My implementation works but the result is something that is completely incompatible with the LZ4 standard, needing my own compressor and decompressor logic. But this works.
Now im looking to replace it for a more "compilant" solution, something that has better compression ratio, closer to LZMA2 and if possible something that do not need my own programs to create the files and extract them (if needed). What would be great for the users.
As i read that Zstd support the optional jump table in its specs i belive this is the ideal format to go to, but to my suprise no compressor supports creating files in this way (neither single or in a container). But i did not know that was something that was never merged into Zstd mainline. I hoped that would be easier to implement here tbh, as i belived to be part of the official format.

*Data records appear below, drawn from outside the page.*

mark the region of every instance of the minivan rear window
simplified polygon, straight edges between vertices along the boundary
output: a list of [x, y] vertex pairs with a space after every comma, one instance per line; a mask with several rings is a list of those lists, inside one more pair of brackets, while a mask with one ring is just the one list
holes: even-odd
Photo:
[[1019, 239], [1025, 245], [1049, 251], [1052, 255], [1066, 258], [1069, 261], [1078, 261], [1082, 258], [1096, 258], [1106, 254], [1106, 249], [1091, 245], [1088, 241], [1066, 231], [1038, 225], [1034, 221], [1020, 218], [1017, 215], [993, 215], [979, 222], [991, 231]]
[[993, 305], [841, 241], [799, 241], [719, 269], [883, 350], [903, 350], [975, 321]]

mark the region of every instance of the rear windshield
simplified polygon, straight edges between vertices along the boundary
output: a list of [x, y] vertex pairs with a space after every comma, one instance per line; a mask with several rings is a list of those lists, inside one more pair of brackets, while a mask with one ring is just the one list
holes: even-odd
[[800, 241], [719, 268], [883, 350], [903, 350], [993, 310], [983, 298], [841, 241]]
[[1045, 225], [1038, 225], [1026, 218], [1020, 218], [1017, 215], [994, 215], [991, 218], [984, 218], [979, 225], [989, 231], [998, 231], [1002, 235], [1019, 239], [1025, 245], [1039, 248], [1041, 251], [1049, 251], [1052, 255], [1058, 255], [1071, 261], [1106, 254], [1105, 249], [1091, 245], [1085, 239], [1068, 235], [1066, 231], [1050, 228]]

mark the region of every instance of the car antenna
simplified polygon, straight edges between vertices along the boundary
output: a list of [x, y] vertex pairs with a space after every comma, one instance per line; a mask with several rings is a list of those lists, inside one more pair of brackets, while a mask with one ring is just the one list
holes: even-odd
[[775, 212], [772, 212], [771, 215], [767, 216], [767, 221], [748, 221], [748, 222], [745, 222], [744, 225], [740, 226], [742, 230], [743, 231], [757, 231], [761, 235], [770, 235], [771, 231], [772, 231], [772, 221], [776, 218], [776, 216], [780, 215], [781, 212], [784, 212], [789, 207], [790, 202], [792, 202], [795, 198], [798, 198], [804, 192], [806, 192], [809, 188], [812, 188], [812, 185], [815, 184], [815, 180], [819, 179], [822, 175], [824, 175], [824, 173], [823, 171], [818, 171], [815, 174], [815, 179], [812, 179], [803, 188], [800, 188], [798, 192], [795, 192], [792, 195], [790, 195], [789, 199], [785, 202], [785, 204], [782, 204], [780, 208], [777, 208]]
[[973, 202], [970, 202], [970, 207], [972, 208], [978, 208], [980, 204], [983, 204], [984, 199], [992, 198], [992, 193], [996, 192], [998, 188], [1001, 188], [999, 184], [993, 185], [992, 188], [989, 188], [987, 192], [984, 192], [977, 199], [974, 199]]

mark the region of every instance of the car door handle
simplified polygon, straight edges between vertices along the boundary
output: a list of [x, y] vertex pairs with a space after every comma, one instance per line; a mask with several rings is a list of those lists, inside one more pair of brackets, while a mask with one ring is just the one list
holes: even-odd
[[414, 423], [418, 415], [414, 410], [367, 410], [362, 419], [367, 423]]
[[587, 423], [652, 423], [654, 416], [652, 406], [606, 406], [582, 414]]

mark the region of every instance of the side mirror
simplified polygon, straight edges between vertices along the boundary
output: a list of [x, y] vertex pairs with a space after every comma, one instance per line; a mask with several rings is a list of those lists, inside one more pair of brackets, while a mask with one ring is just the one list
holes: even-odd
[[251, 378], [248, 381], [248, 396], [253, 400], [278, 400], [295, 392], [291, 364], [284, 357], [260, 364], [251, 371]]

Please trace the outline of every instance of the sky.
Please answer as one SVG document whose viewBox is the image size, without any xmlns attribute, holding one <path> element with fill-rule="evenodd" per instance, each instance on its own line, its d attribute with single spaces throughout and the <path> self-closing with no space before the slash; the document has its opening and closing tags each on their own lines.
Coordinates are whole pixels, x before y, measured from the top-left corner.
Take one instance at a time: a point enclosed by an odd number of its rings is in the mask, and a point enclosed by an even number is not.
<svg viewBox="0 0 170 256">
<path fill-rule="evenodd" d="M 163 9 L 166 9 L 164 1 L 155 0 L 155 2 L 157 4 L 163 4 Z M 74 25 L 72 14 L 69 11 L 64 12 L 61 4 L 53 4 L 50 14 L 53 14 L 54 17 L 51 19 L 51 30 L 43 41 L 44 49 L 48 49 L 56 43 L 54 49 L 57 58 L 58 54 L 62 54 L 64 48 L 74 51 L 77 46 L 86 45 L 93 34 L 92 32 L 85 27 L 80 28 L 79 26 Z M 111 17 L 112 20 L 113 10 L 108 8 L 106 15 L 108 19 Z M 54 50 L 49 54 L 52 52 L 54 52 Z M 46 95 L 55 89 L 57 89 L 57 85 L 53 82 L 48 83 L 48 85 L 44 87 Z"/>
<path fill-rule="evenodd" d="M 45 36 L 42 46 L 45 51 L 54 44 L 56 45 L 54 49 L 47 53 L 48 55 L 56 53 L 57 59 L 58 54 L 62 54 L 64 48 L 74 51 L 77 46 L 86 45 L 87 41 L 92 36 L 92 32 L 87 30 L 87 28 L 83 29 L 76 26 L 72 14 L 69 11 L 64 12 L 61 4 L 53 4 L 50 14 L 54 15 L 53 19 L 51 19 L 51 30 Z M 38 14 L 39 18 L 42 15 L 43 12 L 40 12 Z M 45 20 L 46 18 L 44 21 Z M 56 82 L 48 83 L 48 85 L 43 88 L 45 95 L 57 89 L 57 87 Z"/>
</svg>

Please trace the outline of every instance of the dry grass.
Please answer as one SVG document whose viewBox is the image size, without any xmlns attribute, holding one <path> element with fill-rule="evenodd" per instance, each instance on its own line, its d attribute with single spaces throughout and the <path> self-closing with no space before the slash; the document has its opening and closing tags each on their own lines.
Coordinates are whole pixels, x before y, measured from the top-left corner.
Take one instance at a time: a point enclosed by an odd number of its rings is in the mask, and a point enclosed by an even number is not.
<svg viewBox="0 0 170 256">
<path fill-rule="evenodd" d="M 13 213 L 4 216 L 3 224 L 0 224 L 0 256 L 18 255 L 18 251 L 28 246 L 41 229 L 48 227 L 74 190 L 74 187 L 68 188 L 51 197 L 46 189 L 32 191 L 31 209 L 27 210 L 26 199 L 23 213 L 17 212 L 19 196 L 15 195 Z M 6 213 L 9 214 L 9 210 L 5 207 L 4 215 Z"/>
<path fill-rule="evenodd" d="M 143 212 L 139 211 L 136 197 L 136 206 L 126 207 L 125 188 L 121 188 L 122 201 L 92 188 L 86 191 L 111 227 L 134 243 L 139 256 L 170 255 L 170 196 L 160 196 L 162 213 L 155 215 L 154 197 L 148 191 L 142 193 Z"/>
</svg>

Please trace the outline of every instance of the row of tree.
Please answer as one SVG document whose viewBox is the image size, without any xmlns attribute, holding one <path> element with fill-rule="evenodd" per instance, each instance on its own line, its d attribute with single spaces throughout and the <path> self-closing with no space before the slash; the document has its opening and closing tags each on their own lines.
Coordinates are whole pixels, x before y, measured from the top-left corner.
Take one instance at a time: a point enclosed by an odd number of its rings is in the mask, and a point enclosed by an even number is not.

As for containers, im not sure what makes the diference (i dont understand enoght of the format yet), it is a problem to have for both .zstd single files and containers for like .7z and .zip?
it is a problem to have for both .zstd single files and containers for like .7z and .zip?
It is not a problem for .7z too (no idea about .zip right now)... But if you read attentively what I wrote above about, you'd surely consider that it is obviously more complex for the .7z container (to do it properly), because would expect more work and special integration of jump table with .7z container and its solid block, because otherwise it would be almost useless. With other words - what use would you have from the jump table, if it'd not get the reference to particular file or its offset in solid block of 7z container? Moreover I guess the format of 7z-container could be even more suitable than a naive jump table of seekable implementation (which was primary created for single file/stream).
Why not use https://peazip.github.io/index.html ?
Why not use https://peazip.github.io/index.html ?
peazip does not support making zstd files with the seekeable frame format. No compressor that i know of support it. The only way to generate zstd file with the seekeable frame format is to use their examples here https://github.com/facebook/zstd/tree/dev/contrib/seekable_format I did try them and they do work. But as expected the resulted compression ratio suffers when using small block sizes and thats the whole point of this. So i can understand why no one bothers to support it as an option.
What peazip do support is creating zips with XZ compression, since zstd was a no-go tried with XZ that was built in random access support, and it is working well, just slow decompression speeds. Unfortunally peazip does not allow selecting xz block size in zips and thats a no-go too :/ it is always something.